# Bellator 89 Pick the Card



## dudeabides (Sep 30, 2008)

Bellator FC 89 takes place in 7 days February 14th at 8:00 PM Eastern. If you would like to compete against other forum members picking the winners for this card, send me a pm with your choices for the 10 fights before the event starts. If they add anymore fights to the card try to send picks for the new ones. Whoever gets the most right will receive 500,000 credits, and if you get 10 out of 10 it will be doubled. 




> Eduardo Dantas vs. Marcos Galvao
> Dan Cramer vs. Brian Rogers
> Brett Cooper vs. Norman Paraisy
> Doug Marshall vs. Andreas Spang
> ...











Picks sent by:

kantowrestler
IcemanCometh


----------



## Mago (Feb 8, 2013)

i'll pray for Sultan Aliev 


Sent from Verticalsports.com Free App


----------



## kantowrestler (Jun 6, 2009)

Sign me up!


----------



## dudeabides (Sep 30, 2008)

Bellator 89 pick results for...

kantowrestler


> Eduardo Dantas :thumbsup:
> Dan Cramer :thumbsup:
> Brett Cooper :thumbsup:
> Doug Marshall :thumbsup:
> ...


IcemanCometh


> Eduardo Dantas :thumbsup:
> Brian Rogers :thumbsdown:
> Brett Cooper :thumbsup:
> Doug Marshall :thumbsup:
> ...


Here were the fight results...



> TIM GOODWIN VS. MIKE MALDONADO
> Result: Mike Maldonado def. Tim Goodwin via unanimous decision (30-27, 29-28, 30-27)
> 
> JOHNNY BUCK VS. CHRIS MIERZWIAK
> ...


Link

Thanks for playing again. And the winner tonight is ... the same guy 2 weeks in a row, kantowrestler. Congrats on the 500,000 credits.
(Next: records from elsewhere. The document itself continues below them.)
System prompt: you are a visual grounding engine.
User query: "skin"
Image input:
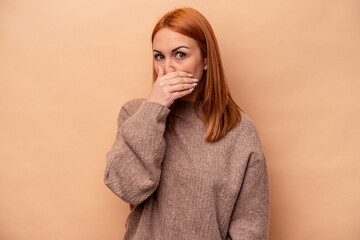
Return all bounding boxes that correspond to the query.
[147,28,207,107]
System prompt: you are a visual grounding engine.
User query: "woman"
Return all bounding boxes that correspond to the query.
[104,8,269,240]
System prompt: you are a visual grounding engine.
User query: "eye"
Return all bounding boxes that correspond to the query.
[175,52,186,59]
[154,54,164,61]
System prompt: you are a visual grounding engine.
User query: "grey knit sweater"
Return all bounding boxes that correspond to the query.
[104,98,270,240]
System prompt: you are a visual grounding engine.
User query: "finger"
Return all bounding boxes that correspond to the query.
[172,88,194,99]
[166,77,199,86]
[158,65,165,78]
[168,83,196,93]
[165,71,193,80]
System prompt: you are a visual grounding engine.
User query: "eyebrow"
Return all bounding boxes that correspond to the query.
[153,46,190,53]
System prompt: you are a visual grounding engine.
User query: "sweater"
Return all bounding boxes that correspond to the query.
[104,98,270,240]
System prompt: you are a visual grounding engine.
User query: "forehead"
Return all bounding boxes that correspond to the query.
[152,28,196,50]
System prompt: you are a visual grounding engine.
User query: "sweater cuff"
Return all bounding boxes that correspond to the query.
[139,100,170,121]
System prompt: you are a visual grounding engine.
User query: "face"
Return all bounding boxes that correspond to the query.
[153,28,207,80]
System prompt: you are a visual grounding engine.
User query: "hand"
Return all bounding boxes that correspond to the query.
[147,66,198,107]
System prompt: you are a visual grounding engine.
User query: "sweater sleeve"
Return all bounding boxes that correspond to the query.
[104,100,170,206]
[226,153,270,240]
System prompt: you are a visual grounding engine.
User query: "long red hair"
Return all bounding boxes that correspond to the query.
[151,8,242,142]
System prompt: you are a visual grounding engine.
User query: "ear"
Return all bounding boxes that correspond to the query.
[204,57,208,70]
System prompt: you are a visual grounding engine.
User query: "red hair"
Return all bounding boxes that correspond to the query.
[151,8,242,142]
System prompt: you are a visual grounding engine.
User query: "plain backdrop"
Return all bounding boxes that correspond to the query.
[0,0,360,240]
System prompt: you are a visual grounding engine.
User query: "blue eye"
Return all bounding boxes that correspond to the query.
[154,54,164,61]
[176,52,186,58]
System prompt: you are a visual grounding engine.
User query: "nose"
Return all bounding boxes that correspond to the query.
[163,59,175,74]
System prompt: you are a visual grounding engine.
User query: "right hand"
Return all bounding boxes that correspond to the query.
[147,66,198,107]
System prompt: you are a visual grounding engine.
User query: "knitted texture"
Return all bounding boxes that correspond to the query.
[104,98,270,240]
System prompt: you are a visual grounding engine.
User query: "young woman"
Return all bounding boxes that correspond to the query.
[104,8,270,240]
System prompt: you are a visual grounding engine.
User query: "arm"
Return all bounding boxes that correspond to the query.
[226,153,270,240]
[104,101,170,205]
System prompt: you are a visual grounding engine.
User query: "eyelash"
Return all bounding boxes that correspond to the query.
[154,52,186,61]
Stop picking so well though, seriously, you're scaring away the competition that isn't as brave as IcemanCometh.

Bellator 90 with Rad vs Sham FW final and four other semi's is in a week if anybody wants to play.


----------



## IcemanCometh (Mar 9, 2007)

I will break my recent run of bad luck...I am due!


----------



## kantowrestler (Jun 6, 2009)

Well I basically just broke a streak as well so good luck.


----------